Sebuah analisis baru dari catatan medis lebih dari 5.5 juta orang dewasa yang lebih tua dirawat di panti jompo antara 2011 dan 2014 menunjukkan bahwa mereka yang menderita delirium menghadapi peningkatan risiko kematian. Mereka juga lebih cenderung diterima kembali ke rumah sakit.

"Setelah masuk perawatan pasca-akut, setidaknya ada 4 persen pasien yang menderita delirium," kata Cyrus Kosar, seorang mahasiswa pascasarjana di Brown University yang memimpin penelitian tersebut dan mempresentasikan hasilnya di Pertemuan Tahunan Riset Kesehatan Academy di Boston. "Kita harus berusaha memperbaiki perawatan untuk pasien spesifik ini karena berisiko tinggi."

Delirium terkadang disalahpahami, bahkan di kalangan penyedia layanan kesehatan. Ini tidak kronis, yang merupakan perbedaan utama dari demensia.

Delirium terkadang disalahpahami, bahkan di kalangan penyedia layanan kesehatan. Sering diamati di antara pasien rawat inap - terutama yang lebih tua - ini adalah penurunan fungsi kognitif akut yang mungkin tampak datang dan pergi, kadang-kadang dalam hitungan jam. Ini tidak kronis, yang merupakan perbedaan utama dari demensia, degenerasi terminal jangka panjang, progresif, fungsi otak.

Kondisi ini dapat disebabkan oleh penyakit parah seperti infeksi yang masih ada, dehidrasi, sedasi, atau pencampuran atau pemberian obat yang tidak tepat.


grafis berlangganan batin


"Delirium pada dasarnya adalah sinyal yang baik untuk pasien yang sakit atau untuk pasien yang tidak mendapatkan perawatan yang mereka butuhkan," kata Kosar, yang bekerja dengan Vince Mor dan Kali Thomas dari Sekolah Kesehatan Masyarakat.

Peneliti lain telah menemukan bahwa hasil kesehatan di antara pasien dengan delirium lebih buruk saat berada di rumah sakit daripada pada orang tanpa delirium.
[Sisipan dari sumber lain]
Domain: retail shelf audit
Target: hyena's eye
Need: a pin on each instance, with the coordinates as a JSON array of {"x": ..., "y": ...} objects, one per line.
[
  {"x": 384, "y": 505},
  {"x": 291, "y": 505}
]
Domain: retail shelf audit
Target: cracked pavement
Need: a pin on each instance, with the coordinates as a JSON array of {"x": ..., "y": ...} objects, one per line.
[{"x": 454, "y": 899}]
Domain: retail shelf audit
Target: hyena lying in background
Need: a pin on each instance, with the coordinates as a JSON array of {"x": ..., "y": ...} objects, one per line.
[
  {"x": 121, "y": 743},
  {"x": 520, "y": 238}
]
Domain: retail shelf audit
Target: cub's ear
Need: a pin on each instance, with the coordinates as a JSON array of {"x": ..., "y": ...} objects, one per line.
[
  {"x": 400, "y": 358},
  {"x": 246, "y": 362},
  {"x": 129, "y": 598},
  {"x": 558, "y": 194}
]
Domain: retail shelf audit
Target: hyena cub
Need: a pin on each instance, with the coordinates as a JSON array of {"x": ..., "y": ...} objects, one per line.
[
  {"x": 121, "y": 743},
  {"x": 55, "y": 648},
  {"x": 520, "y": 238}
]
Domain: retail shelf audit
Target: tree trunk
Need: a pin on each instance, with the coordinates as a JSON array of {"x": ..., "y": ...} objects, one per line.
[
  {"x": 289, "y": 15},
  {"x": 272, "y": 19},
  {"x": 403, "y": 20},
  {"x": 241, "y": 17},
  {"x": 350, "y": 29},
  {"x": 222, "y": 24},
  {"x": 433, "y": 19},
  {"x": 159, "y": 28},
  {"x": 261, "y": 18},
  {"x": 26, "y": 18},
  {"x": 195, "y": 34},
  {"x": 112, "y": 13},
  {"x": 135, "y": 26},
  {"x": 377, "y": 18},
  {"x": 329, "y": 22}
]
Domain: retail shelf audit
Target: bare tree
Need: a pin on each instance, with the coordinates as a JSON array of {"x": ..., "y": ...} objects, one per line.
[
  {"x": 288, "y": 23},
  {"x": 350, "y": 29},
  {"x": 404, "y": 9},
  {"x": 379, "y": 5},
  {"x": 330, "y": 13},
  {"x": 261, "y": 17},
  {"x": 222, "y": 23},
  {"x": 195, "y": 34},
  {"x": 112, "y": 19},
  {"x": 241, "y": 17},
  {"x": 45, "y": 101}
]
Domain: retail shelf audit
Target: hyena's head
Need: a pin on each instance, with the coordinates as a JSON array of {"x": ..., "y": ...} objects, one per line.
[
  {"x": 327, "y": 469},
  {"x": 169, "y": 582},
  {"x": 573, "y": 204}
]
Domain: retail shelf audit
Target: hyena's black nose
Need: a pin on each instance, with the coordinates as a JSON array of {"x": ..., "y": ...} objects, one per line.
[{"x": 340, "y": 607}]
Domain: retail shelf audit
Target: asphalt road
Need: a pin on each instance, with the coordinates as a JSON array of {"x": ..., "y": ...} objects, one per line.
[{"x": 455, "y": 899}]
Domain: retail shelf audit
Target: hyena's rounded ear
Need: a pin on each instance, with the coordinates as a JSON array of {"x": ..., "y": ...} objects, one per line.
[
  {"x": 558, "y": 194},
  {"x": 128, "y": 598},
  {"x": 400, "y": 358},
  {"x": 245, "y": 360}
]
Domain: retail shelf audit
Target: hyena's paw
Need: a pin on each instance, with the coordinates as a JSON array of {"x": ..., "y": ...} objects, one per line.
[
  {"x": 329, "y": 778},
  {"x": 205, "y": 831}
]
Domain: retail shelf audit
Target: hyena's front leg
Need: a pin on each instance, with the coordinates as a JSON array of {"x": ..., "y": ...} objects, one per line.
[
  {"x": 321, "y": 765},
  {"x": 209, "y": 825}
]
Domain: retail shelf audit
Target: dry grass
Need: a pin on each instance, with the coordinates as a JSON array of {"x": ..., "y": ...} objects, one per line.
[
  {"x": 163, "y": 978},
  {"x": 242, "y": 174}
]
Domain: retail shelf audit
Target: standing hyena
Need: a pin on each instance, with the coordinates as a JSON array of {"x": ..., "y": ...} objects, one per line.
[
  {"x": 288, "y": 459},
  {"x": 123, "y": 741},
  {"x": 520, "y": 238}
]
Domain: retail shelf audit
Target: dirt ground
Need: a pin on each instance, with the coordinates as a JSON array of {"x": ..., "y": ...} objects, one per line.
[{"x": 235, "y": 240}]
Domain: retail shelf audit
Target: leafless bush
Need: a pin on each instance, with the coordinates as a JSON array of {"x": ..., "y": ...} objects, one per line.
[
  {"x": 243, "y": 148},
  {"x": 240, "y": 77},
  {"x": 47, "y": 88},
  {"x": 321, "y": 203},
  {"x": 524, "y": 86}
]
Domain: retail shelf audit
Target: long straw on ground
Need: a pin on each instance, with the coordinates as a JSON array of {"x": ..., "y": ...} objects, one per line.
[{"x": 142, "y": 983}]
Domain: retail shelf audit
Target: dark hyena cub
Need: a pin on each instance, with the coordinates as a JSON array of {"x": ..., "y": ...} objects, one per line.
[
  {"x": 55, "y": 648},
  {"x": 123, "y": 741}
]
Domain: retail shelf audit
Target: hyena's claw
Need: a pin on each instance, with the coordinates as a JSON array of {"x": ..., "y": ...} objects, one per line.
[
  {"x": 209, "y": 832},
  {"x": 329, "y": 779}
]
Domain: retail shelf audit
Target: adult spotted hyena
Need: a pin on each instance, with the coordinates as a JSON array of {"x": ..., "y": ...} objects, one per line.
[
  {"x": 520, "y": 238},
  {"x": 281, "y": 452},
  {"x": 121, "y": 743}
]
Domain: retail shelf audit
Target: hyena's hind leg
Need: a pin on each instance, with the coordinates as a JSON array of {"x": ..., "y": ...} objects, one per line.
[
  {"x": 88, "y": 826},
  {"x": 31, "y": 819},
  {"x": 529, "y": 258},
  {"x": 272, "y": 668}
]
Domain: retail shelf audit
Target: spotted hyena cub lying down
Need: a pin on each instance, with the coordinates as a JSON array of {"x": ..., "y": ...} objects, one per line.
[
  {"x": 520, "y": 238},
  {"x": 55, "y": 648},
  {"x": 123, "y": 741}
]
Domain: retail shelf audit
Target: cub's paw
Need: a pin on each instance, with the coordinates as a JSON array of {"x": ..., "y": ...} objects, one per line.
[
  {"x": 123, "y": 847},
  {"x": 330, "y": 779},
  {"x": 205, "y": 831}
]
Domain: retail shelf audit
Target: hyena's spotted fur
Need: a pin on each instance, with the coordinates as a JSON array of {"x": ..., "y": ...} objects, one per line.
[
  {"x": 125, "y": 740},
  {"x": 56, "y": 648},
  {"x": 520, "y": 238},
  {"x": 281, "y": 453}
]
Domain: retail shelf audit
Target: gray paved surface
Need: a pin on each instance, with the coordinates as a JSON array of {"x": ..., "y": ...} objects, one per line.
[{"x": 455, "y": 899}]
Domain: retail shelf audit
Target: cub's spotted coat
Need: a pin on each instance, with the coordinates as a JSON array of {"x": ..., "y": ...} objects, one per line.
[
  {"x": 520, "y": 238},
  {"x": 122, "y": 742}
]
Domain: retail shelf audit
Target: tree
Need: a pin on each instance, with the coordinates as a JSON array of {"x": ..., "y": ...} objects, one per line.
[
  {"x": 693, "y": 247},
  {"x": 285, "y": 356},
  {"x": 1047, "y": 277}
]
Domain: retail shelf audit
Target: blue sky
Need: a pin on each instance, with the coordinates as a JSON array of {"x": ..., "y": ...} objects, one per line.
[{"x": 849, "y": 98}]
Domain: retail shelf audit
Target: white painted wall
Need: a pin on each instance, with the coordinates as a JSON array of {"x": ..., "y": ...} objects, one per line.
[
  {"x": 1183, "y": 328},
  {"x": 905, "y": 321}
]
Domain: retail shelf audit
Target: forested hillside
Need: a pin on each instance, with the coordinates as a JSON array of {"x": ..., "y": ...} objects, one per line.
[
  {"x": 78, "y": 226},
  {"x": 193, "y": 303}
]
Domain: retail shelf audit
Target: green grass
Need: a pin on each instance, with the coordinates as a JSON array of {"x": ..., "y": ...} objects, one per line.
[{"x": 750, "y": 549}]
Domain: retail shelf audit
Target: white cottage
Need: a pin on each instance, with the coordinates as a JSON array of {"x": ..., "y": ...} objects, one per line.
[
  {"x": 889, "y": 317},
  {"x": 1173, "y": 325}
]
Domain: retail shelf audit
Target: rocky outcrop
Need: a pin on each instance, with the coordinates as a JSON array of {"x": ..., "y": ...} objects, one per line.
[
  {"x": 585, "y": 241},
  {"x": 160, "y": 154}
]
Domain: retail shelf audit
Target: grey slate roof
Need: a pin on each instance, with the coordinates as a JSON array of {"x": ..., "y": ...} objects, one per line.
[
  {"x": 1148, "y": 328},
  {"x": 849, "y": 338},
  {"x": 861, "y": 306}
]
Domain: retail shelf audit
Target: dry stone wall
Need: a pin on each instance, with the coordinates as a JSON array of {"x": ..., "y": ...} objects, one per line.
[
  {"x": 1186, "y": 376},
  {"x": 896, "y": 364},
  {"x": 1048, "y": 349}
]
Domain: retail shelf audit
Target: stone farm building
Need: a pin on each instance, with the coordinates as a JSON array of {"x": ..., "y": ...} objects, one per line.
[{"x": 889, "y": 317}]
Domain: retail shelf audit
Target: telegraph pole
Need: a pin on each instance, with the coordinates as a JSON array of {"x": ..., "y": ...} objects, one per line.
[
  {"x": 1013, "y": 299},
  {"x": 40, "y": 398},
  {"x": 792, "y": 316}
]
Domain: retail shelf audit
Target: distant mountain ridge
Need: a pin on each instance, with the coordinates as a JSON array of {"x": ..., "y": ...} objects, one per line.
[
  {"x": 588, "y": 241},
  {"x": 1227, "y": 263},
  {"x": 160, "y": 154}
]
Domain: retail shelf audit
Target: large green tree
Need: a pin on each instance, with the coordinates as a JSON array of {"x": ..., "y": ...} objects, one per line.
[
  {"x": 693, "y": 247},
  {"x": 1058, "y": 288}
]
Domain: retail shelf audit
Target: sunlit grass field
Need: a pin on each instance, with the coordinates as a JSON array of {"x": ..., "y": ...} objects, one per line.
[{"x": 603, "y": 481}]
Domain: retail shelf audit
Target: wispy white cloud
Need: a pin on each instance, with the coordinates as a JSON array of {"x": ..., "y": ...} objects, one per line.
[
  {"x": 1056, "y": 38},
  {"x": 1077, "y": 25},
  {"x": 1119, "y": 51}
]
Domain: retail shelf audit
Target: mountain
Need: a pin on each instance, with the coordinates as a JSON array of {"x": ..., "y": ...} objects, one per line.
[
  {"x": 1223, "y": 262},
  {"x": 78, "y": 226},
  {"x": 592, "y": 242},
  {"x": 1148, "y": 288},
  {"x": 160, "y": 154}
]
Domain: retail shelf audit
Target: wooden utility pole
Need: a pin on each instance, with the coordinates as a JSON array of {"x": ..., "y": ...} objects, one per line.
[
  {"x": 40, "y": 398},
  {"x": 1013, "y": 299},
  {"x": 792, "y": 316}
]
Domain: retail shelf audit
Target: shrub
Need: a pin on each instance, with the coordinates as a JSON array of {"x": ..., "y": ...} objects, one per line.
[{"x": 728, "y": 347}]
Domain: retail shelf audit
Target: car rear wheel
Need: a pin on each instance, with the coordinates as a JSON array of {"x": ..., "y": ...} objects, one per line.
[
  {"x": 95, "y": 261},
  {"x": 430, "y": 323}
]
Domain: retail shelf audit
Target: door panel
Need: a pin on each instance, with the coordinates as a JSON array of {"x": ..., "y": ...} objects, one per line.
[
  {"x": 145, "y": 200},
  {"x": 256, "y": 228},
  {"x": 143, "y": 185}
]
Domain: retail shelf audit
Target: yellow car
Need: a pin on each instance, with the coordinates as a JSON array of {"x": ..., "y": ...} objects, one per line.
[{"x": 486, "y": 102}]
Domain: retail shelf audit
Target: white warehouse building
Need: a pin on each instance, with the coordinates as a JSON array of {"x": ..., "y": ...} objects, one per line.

Dalam kasus ini, Kosar dan Thomas ingin melihat dampak delirium pada hasil perawatan akut pasca-perawatan.

"Ada kemungkinan besar pasien yang dirawat pasca perawatan akut dengan delirium berasal dari perawatan akut dengan delirium, jadi mungkin kita menangkap sekelompok pasien dengan delirium yang tidak terselesaikan," kata Kosar.

Periset melakukan analisis dengan melihat dataset nasional perawatan di rumah jompo, yang akhir-akhir ini mulai memerlukan penilaian terstruktur tentang delirium. Untuk mengumpulkan catatan, petugas rumah sakit mengukur beragam karakteristik demografi dan kesehatan pada pasien yang masuk, termasuk delirium dengan menggunakan Metode Penilaian Kebingungan standar. Secara keseluruhan, sampel mereka termasuk 5.58 juta pasien berusia 65 atau lebih tua yang dirawat di panti jompo untuk perawatan pasca-akut.

Dari semua pasien, lebih dari 1.1 juta mengalami demensia, namun bahkan setelah perhitungan statistik untuk penurunan kognitif dan masalah kesehatan lainnya (serta usia, jenis kelamin dan faktor lainnya), pasien dengan delirium menghadapi risiko kesehatan yang lebih besar.

Angka kematian setelah hari 30 adalah 16 persen di antara mereka yang menderita delirium dibandingkan dengan 6 persen (2.3 yang disesuaikan secara statistik berisiko lebih besar). Resiko masuk kembali ke rumah sakit dalam waktu satu bulan juga lebih tinggi: 21 persen untuk lansia dengan delirium vs 15 persen di antara mereka yang tanpa (risiko 1.4 kali).

Di antara pasien delirium yang pulang ke rumah setelah masuk rumah jompo, tingkat pemulihan fungsional mereka (penurunan ketergantungan untuk aktivitas sehari-hari yang diukur dengan skala standar) lebih rendah: 49 persen vs. 60 persen (17 yang disesuaikan secara statistik persen lebih rendah kesempatan).

Para periset mengatakan bahwa temuan tersebut dapat membantu petugas kesehatan di rumah sakit mengetahui bahwa sejumlah besar pasien mereka mungkin datang dengan kelainan dan bahwa taruhannya untuk pasien tersebut sangat tinggi. Mengidentifikasi dan menangani itu bisa menyelamatkan jiwa dan pasien cadangan (dan perusahaan asuransi mereka) dari pembacaan ulang yang tidak perlu ke rumah sakit.